Evidencias preliminares han sugerido que a mayor nivel de escolaridad, el nivel de acuerdo entre médico y paciente tiende a incrementarse. Nuestros resultados solamente sugieren débilmente esta tendencia. Es posible, sin embargo, que los números reducidos de pacientes con altos y bajos niveles de escolaridad expliquen la falta de claridad en las correlaciones obtenidas.

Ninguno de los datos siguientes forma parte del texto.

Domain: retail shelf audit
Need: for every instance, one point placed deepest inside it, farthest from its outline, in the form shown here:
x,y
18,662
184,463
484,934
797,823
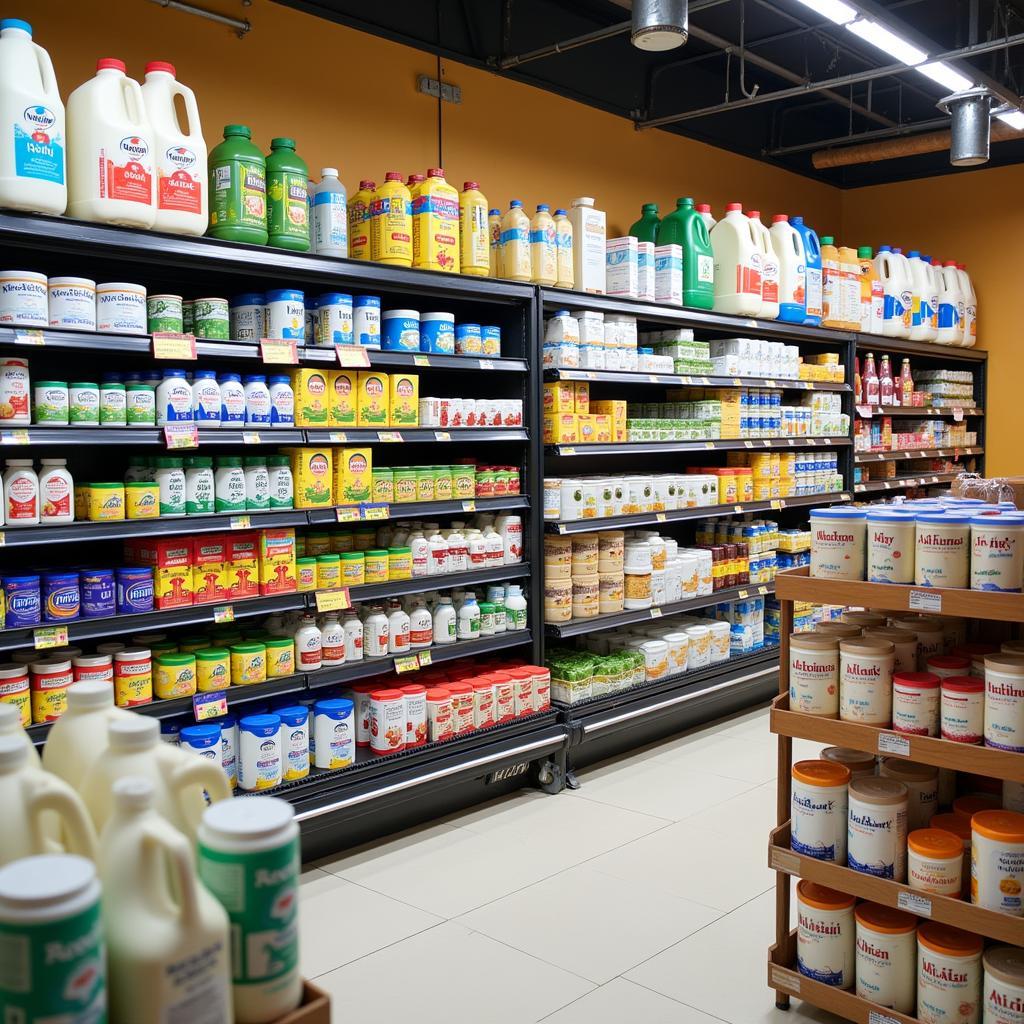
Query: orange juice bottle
x,y
435,219
391,223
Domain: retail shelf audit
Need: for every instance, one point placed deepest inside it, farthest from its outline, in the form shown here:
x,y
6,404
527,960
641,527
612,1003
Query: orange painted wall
x,y
350,100
974,217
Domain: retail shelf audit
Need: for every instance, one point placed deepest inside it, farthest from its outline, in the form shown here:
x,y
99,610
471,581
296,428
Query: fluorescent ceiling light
x,y
947,77
880,36
835,10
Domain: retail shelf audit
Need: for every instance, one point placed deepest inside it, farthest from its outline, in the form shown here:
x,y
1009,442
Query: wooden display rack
x,y
783,977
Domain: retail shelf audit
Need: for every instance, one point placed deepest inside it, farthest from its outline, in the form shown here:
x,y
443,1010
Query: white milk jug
x,y
737,264
178,156
28,797
32,125
110,151
769,267
167,939
134,749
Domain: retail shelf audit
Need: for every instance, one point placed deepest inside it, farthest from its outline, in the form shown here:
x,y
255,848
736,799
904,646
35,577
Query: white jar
x,y
838,543
818,810
948,975
935,861
915,702
877,834
825,935
174,401
997,861
206,398
887,956
890,546
814,674
942,556
865,681
1005,701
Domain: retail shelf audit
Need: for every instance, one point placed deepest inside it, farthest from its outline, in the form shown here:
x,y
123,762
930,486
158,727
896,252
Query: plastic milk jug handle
x,y
52,795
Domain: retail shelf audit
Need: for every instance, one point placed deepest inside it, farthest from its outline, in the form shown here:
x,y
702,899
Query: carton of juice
x,y
404,399
276,561
341,398
373,401
311,473
209,568
352,475
310,387
242,578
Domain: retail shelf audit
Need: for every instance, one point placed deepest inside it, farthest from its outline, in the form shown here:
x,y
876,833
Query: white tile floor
x,y
644,895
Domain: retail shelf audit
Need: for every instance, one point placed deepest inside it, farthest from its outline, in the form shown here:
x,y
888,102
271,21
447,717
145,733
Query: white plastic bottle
x,y
111,171
167,936
178,153
33,164
329,230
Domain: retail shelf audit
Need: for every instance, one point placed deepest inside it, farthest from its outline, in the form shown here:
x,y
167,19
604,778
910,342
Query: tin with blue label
x,y
61,600
133,591
98,596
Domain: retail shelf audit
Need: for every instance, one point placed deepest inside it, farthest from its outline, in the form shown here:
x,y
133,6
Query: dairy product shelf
x,y
960,913
578,627
686,515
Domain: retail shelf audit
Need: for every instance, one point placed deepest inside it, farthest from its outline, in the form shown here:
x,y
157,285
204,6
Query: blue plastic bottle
x,y
812,250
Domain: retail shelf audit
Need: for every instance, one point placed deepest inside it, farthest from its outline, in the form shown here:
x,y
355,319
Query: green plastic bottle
x,y
238,188
647,226
288,202
685,227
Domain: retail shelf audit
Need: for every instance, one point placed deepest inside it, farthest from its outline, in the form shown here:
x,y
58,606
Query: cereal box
x,y
310,387
404,398
352,475
276,561
372,402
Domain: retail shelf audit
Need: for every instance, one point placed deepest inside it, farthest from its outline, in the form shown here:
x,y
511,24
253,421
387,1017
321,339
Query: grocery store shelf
x,y
677,380
731,444
860,458
684,515
577,627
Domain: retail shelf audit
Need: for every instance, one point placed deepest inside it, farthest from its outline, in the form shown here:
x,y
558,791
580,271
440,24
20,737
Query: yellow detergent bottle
x,y
358,220
473,233
435,218
515,263
543,247
391,223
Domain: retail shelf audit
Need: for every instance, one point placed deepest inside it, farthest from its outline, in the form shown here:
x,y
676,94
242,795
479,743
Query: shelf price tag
x,y
333,600
49,636
207,706
280,350
168,345
352,355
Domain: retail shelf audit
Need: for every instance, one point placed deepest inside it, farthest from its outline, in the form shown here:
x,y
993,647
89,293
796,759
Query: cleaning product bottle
x,y
473,230
543,247
168,952
179,155
769,268
110,151
737,264
515,257
238,188
812,263
792,271
391,222
435,215
358,220
646,227
329,223
288,204
563,239
33,164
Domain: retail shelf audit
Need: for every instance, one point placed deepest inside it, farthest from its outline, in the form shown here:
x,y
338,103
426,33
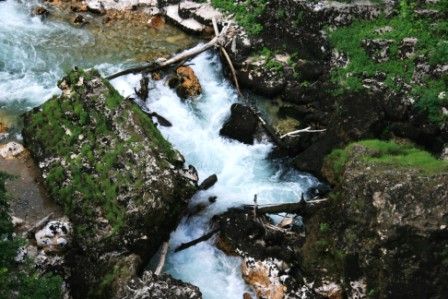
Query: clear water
x,y
242,170
34,54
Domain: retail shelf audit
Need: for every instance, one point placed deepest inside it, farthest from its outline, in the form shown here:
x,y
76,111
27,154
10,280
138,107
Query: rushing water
x,y
34,55
242,170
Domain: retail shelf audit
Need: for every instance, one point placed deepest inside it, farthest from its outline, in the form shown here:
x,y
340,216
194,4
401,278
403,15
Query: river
x,y
34,55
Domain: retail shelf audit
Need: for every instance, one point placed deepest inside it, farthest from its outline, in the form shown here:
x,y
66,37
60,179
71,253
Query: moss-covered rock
x,y
385,224
105,162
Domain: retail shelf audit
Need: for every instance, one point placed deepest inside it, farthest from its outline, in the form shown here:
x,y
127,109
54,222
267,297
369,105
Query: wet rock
x,y
201,12
208,182
377,49
157,22
407,47
187,84
428,13
126,176
393,223
160,286
3,128
330,290
264,277
143,92
80,20
55,236
241,125
40,11
11,150
17,222
3,131
262,80
189,25
383,30
82,7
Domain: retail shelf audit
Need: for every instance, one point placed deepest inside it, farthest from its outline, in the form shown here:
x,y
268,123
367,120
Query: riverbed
x,y
34,54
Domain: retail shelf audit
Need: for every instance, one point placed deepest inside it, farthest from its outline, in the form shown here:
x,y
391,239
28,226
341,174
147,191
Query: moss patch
x,y
388,153
432,43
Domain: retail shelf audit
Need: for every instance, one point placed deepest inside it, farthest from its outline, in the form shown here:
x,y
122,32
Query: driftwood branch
x,y
163,253
205,237
161,63
297,132
303,208
227,57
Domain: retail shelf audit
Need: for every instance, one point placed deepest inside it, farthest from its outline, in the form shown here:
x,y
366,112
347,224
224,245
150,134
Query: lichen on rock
x,y
119,181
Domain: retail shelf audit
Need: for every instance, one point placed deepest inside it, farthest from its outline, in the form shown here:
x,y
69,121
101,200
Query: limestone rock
x,y
208,182
115,176
377,49
40,11
394,226
11,150
263,276
189,25
160,286
188,85
55,236
407,47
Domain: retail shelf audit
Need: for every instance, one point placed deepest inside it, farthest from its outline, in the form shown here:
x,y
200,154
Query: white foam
x,y
242,170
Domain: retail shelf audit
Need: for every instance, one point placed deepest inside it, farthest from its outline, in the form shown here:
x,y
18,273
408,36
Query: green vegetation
x,y
92,177
247,13
20,280
432,42
388,153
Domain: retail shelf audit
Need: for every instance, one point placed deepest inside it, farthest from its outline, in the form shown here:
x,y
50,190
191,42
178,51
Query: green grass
x,y
247,13
20,281
432,42
389,153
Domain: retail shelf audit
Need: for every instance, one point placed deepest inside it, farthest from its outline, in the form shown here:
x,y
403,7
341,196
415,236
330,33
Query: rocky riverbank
x,y
122,185
382,230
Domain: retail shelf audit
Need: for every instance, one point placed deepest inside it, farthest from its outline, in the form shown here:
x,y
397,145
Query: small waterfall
x,y
242,170
33,55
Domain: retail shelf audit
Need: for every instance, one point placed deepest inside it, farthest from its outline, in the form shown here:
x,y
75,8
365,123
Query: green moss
x,y
432,42
247,13
391,154
63,124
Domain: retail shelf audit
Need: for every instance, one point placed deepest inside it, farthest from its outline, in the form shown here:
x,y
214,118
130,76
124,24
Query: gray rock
x,y
161,287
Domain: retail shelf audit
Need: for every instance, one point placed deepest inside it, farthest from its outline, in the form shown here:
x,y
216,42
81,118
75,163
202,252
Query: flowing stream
x,y
242,170
34,55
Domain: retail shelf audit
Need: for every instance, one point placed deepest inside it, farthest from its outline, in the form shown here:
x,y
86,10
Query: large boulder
x,y
385,225
241,125
160,287
119,181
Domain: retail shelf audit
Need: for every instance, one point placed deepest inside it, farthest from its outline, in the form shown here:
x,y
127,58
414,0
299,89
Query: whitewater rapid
x,y
242,170
35,54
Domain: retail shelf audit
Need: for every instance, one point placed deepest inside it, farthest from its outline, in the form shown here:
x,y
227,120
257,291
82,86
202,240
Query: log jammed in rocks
x,y
302,208
159,64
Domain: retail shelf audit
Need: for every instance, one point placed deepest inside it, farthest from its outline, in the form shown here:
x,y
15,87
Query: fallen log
x,y
161,63
205,237
163,253
302,208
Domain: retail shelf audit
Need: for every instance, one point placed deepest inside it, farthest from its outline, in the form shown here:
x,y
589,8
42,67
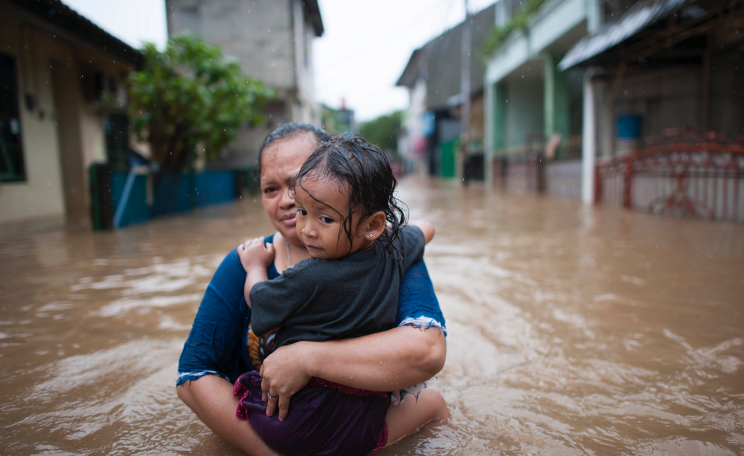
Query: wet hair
x,y
287,131
365,171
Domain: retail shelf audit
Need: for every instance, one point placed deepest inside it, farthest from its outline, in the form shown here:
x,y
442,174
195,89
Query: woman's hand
x,y
284,373
256,253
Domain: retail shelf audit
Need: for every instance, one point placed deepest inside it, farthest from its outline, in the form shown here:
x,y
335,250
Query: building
x,y
55,65
664,105
529,101
433,78
273,41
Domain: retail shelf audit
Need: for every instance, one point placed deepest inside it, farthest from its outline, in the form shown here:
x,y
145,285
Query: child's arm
x,y
426,227
256,257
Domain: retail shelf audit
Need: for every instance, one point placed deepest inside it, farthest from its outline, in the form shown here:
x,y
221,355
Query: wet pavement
x,y
572,330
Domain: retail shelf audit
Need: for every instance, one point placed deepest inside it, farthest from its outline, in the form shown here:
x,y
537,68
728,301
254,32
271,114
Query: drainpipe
x,y
462,154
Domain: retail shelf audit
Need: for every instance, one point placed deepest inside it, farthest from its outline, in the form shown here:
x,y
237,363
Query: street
x,y
571,329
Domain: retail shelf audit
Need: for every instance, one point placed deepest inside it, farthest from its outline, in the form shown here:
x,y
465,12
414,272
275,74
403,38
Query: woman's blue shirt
x,y
217,344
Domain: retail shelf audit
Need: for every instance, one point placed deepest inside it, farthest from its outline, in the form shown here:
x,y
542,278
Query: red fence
x,y
703,180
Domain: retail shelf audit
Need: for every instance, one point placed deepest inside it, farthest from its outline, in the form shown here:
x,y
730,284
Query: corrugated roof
x,y
411,72
57,13
640,16
443,60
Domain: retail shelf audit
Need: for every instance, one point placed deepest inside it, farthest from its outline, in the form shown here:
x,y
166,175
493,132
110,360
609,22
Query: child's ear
x,y
375,225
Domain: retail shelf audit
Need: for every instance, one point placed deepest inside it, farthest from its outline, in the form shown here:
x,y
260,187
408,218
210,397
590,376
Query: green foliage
x,y
383,131
189,96
499,34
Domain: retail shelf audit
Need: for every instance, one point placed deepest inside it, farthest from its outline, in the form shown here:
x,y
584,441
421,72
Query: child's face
x,y
321,226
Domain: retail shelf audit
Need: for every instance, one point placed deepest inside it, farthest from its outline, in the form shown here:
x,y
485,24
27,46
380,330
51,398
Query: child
x,y
352,226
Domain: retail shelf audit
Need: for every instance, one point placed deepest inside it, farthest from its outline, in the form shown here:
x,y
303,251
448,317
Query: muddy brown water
x,y
572,330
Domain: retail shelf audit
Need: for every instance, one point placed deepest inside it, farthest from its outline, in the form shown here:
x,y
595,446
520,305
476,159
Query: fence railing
x,y
703,180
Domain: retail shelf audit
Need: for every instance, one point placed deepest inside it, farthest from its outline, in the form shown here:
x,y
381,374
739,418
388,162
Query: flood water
x,y
572,330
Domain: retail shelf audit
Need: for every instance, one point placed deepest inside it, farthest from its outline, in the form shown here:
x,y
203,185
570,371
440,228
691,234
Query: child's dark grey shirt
x,y
318,300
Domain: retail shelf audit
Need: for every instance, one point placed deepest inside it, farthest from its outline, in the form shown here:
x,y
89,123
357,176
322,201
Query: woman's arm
x,y
210,397
212,354
386,361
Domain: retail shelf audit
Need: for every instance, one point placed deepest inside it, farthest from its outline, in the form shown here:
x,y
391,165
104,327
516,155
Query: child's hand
x,y
426,227
254,253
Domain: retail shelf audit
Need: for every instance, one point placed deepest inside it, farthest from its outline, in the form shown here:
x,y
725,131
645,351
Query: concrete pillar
x,y
488,135
495,125
556,100
608,121
589,140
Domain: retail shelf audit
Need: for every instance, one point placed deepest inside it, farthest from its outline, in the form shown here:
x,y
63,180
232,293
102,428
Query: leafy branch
x,y
499,34
188,99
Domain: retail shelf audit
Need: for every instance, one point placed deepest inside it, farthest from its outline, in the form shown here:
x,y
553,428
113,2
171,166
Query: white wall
x,y
41,193
34,51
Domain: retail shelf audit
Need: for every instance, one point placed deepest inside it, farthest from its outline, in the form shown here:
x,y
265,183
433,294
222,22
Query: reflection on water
x,y
572,330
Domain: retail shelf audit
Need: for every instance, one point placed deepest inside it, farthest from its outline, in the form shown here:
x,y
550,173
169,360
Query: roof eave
x,y
313,11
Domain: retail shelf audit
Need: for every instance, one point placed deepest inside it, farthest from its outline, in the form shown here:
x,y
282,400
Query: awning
x,y
640,16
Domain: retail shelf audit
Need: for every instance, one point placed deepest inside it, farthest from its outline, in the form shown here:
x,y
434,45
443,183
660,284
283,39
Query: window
x,y
12,168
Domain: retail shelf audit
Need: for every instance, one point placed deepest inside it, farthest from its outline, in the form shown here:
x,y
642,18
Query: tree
x,y
383,131
189,96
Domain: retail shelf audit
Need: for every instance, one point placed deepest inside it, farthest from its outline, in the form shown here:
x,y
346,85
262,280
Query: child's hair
x,y
365,171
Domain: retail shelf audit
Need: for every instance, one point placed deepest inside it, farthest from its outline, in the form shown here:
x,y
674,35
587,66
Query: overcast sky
x,y
366,44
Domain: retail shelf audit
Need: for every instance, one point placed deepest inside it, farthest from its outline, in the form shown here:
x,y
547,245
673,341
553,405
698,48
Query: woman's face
x,y
280,161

El hecho de que los médicos sin especialidad tuvieran niveles más altos de acuerdo con sus pacientes deberá asimismo confirmarse en función de que no se presentó una clara tendencia y en función de que los reportes en la literatura sobre este aspecto no han sido concluyentes25 Una posible explicación es que el mayor tiempo de entrenamiento hospitalario formal por el que cursan los médicos especialistas les dificulte la adquisición de destrezas que incrementen su capacidad de comunicación con el paciente, sobre todo de aquél que acude a los primeros niveles de atención médica.26 Los mejores grados de acuerdo obtenidos cuando el médico no tenía alguna especialidad pueden también atribuirse a que el médico al tener que enfrentar a un número muy extenso de enfermedades, en las que desempeñan un papel importante los factores sociales, adquiere un grado de competencia más alto para establecer una comunicación efectiva con sus pacientes; sin embargo, este hallazgo, al igual que los anteriores, sólo puede considerarse como exploratorio y será necesaria su corroboración en estudios futuros.